Voici des démarches que nous vous conseillons, elles ont été inspirées en partie par le lien suivant :
(http://www.croixsens.net/peche/index.php )
• Réaliser la gravité des actes.
• S’humilier. Faire preuve d’humilité. Ne pas se justifier.
• Confesser son péché à Dieu.
« Si nous confessons nos péchés, il est fidèle et juste pour nous les pardonner, et pour nous purifier de toute iniquité. » 1 Jean 1/9
• Se repentir. Regretter sa faute amèrement et revenir à Dieu.
• Réparer sa faute en confessant à tous ceux qui ont été directement affectés et en leur demandant pardon. (Respecter la réaction de la victime et peut être même de la famille.)
« Si donc tu viens à l’autel présenter ton offrande à Dieu et que là tu te souviennes que ton frère a une raison de t’en vouloir, laisse là ton offrande, devant l’autel, et va d’abord faire la paix avec ton frère ; puis reviens et présente ton offrande à Dieu. »
« Si tu es en procès avec quelqu’un, dépêche-toi de te mettre d’accord avec lui pendant que vous êtes encore en chemin. Tu éviteras ainsi que ton adversaire ne te livre au juge, que le juge ne te remette à la police et qu’on ne te jette en prison. » » Matthieu 5/ 23 à 25
Cependant, demander pardon ne sera pas suffisant, il faudrait aussi un geste d’engagement (payer les frais de thérapie de la victime en serait un, par exemple).
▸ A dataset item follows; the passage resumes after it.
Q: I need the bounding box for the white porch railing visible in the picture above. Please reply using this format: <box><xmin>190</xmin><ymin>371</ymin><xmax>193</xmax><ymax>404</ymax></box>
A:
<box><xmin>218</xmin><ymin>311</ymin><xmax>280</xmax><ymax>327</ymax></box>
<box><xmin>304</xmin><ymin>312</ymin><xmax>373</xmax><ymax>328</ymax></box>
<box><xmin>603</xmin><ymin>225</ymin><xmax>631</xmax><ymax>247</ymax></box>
• Etre près à réparer sa faute devant la justice
• Chercher à renouer la communion avec Dieu
• Si le péché en question a été un problème persistant, confessez le à un ou plusieurs amis chrétiens et demandez de prier ensemble pour être libéré de l’esclavage du péché.
« Confessez donc vos péchés les uns aux autres, et priez les uns pour les autres, afin que vous soyez guéris. » Jacques 5/ 16
• Se soumettre à Dieu. Résister au diable. Purifier son cœur.
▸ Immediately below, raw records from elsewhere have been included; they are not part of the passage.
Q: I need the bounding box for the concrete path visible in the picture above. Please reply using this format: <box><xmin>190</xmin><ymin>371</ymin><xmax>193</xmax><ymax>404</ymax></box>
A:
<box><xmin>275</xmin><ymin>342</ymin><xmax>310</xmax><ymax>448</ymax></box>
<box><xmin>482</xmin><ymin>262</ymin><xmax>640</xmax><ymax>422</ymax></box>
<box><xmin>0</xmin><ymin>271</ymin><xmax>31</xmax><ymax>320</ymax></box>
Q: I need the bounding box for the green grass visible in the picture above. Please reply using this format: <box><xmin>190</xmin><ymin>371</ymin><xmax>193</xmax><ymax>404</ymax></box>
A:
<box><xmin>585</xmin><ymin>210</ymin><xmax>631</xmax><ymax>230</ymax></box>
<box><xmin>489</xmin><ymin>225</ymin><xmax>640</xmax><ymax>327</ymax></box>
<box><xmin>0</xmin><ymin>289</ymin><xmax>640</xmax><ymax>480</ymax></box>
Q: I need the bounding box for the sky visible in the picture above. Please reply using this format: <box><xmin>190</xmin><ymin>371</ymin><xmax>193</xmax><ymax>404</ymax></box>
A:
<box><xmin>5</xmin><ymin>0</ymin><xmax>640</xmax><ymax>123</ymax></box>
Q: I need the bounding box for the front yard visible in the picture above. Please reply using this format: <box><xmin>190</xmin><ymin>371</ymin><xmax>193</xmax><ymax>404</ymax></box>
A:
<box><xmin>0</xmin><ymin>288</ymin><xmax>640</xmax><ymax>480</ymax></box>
« Soumettez-vous donc à Dieu ; résistez au diable, et il fuira loin de vous. Approchez-vous de Dieu, et il s’approchera de vous. Nettoyer vos mains, pécheurs ; purifiez vos cœurs, hommes irrésolus. Sentez votre misère ; soyez dans le deuil et dans les larmes ; que votre rire se change en deuil, et votre joie en tristesse. Humiliez-vous devant le Seigneur, et il vous élèvera. » Jacques 4/7 à 10
• Proclamer les promesses du pardon, de la purification et de la guérison.
« Si mon peuple sur qui est invoqué mon nom s’humilie, prie, et cherche ma face, et s’il se détourne de ses mauvaises voies, je l’exaucerai des cieux, je lui pardonnerai son péché, et je guérirai son pays. » 2 chroniques 7/ 14
• Peut être certains cas nécessiteront un thérapeute. Dans d’autres cas il faudra aller voir un thérapeute qui déterminera s’il y a besoin d’un suivi (si cela est possible, faire une thérapie accompagnée de la victime et d’autres personnes concernées).
« Heureux celui que Dieu décharge de sa faute et qui est pardonné du mal qu’il a commis.
Heureux l’homme que le Seigneur ne traite pas en coupable et qui est exempt de toute mauvaise foi ! Tant que je ne reconnaissais pas ma faute mes dernières forces s’épuisaient en plaintes quotidiennes. Car de jour et de nuit, Seigneur, tes coups pleuvaient sur moi, et j’étais épuisé, comme une plante au plus chaud de l’été. Mais je t\'ai avoué ma faute je n’ai pas caché ma faute . » Psaumes 32/1
- Nous vous conseillons de prier en demandant à Dieu de préparer les circonstances et les personnes concernées directement et indirectement.
- Nous pensons que des personnes spirituelles sont en mesure, avec le secours de Dieu, d’aider la personne.